There’s a reason local scholastic teams began two weeks of practice before their first games Monday.
The regimen of workouts every day — if not two or even three practices some days — will give young student-athletes the opportunity to return to mid-season form before the competitions count.
Conditioning was a key goal for each of Rhinebeck High School’s teams Monday, as well as simply knocking off the rust.
“I think the first day of practice is trying to get everybody just with as many ball touches as possible, because many of these girls don’t play soccer in the offseason,” Rhinebeck girls soccer coach Matt Grande said. “So it’s nice to have them just get used to the feel of the ball, get those touches back, because it started out a little sloppy; by the end of the practice, it should be pretty good.”
Coach Justin Wiesenthal likewise reminded his boys soccer team not to leave practice and head straight for the junk food.

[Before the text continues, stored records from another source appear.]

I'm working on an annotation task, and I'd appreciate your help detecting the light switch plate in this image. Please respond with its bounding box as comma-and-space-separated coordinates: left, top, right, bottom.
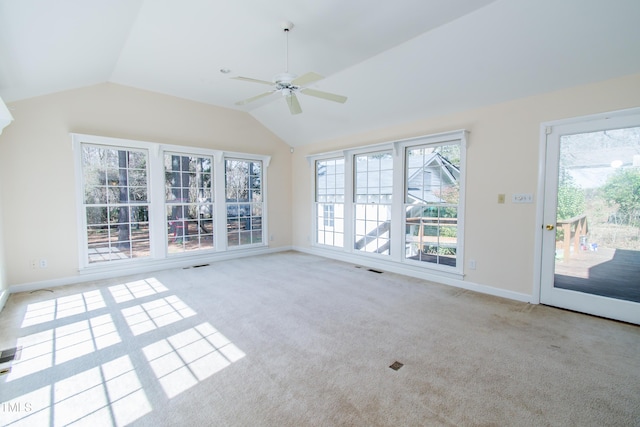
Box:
512, 193, 533, 203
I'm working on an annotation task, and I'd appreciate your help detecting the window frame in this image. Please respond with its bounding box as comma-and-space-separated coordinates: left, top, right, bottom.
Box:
224, 157, 265, 249
314, 156, 346, 248
163, 150, 216, 256
402, 140, 463, 270
73, 133, 270, 271
397, 132, 466, 275
79, 142, 152, 265
353, 149, 394, 257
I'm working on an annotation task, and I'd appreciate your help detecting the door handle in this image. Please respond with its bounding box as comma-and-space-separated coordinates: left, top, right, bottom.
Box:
546, 224, 555, 230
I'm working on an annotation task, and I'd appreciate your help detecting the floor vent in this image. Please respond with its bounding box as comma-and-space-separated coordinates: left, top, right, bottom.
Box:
0, 347, 22, 364
183, 264, 210, 269
30, 289, 54, 294
368, 268, 383, 274
389, 361, 404, 371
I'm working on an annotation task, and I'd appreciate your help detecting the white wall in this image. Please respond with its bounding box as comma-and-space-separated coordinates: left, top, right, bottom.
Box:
0, 83, 292, 287
291, 73, 640, 298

At the end of Arlington’s boys soccer practice, coach Craig Sanborn stressed hydration, drinking low-fat chocolate milk as a post-workout recovery drink, eating right, stretching and taking ice baths to prepare for today’s workout.

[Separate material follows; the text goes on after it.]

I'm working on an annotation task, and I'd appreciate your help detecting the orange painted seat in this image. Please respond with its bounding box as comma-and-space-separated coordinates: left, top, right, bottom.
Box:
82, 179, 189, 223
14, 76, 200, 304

“Hopefully the guys will do that and we’ll be all set (for today),” Arlington senior David Verdis said.
“Everyone was working hard. We’ve got to take care of our bodies (Monday night) and come back fine (today).”

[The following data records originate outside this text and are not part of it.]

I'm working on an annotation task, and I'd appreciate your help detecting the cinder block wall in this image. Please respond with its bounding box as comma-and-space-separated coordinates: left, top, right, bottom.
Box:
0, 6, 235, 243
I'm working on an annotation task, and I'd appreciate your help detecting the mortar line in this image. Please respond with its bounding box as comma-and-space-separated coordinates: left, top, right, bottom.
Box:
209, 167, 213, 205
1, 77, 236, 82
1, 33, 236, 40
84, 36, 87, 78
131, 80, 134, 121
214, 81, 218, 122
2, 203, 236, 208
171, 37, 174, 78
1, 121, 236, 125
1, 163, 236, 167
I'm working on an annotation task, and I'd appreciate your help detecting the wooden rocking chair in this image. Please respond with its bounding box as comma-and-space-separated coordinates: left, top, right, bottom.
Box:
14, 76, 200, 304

His Roy C. Ketcham football team worked out over the summer, but quarterback Kevin Duke said conditioning remains a concern for Wappingers Falls’ Indians, who open the season against defending state Class AA champion New Rochelle.
“I think our weak point is conditioning right now,” said the signal-caller, who will be a senior this season. “Everybody said they’re going to stay after and ‘condition’ — all day, all year — for the rest of the season. I think that will be taken care of.”
As opposed to recent years, Monday’s opening workouts weren’t coupled with the stifling heat and humidity that mid-August often brings.
Instead, coaches were able to start implementing game plans and teaching fundamentals without keeping an eye on the real-feel heat indexes that can halt practice when they climb too high.
“It’s nice that it’s cool,” said Clinton DeSouza, Spackenkill’s fourth-year head football coach, “and it’s nice that the guys appreciate it; I appreciated it when I played. These are the good days. It’s nice to not have the sweat of the summer because there is a threat with heat exhaustion all the time.
“You still want to fuel your athletes and get them water, but at the same time, it’s nice that the body is not so high in temperature.”